My teacher loves to tell me that I should have a facil expression while I play. "Good to have a facial expression, it just shows you enjoy music and you really feel it." his words, also likes to tell me that Lang Lang has amazing face expression....I know I have problems with musicality, but if I play pieces which I like I think I play them well.And also I tried a few times to make some faces but I only lose my concentration. I can't focus at all. I never sit stiffly I can feel it through my body - so I guess I don't need to do it....Do you think also if someone doesn't grimace, it doesn't feel?Do you grimace while you play (happy, sad, angry face or whatever)?
Someone obviously told this bloke the same. https://www.pianostreet.com/smf/index.php/topic,29063.msg335094.html#msg335094
hmm, I 've watched the video, realised that maybe if I do it, it will finally make my teacher happy or he will be so scared that he won't complain about me anymore
Do you think also if someone doesn't grimace, it doesn't feel?Do you grimace while you play (happy, sad, angry face or whatever)?
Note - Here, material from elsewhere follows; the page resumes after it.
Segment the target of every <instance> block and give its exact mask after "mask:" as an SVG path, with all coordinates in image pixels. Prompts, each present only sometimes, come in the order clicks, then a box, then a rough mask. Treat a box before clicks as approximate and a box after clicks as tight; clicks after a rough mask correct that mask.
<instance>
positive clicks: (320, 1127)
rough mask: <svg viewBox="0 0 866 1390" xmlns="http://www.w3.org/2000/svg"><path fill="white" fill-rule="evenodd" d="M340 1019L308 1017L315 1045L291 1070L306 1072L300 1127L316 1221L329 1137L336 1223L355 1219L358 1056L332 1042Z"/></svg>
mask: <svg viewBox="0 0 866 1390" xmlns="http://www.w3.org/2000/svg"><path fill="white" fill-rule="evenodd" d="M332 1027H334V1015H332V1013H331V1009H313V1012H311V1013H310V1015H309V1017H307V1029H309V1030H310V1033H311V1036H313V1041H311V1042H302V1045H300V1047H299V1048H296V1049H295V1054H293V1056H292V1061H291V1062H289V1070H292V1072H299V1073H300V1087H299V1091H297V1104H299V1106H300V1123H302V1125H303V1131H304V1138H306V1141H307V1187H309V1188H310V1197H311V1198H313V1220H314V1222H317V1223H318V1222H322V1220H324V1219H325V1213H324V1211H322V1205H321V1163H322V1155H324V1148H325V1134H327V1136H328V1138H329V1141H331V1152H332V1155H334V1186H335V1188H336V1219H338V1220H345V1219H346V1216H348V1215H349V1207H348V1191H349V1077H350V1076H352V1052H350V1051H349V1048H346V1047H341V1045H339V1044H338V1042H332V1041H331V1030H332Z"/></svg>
If you have to actually go out of your way to make it clear to people that you're enjoying your music and "really feeling it", then you must be such a terrible musician that nobody can figure it out on their own. If you look around, you will find there are as many great pianists who sat practically immobile (Horowitz, Rachmaninov, etc) as there are who swayed around, made faces, etc. (Richter, Gould for example). In the end, the only surefire way to measure how much you're involved with your music is too .. listen to the quality of the music you're making! If it's good enough, then anything else is superfluous.
Three examples I have learnt from:1: Glenn Gould. He looks sometimes crazy but it's authentic. If an inexperienced person would turn off the sound and just watch him....2. Alfred Brendel. Also authentic. I have seen him many times in concert and his gestures and faces are weird, really weird. But it's no theater and no show off, so I don't mind, I actually enjoy it even, as an authentic expression. It's just Brendel, he is like that.3. I watched a very young violinist performing a solo with orchestra. She is very talented and a good musician. But before one of her performances she practised for hours in front of a mirror, trying to get the right smile on her face for the performance. At the performance her smile was so artificial and so ridiculous that everybody was just plainly horrified I think she has learned from it...
You could always dress up, then it won´t be a big deal. https://se.youtube.com/watch?v=YH6RCDBU4ss
I am thinking of several people who look a little angry (it's concentration) when they're playing something more technical.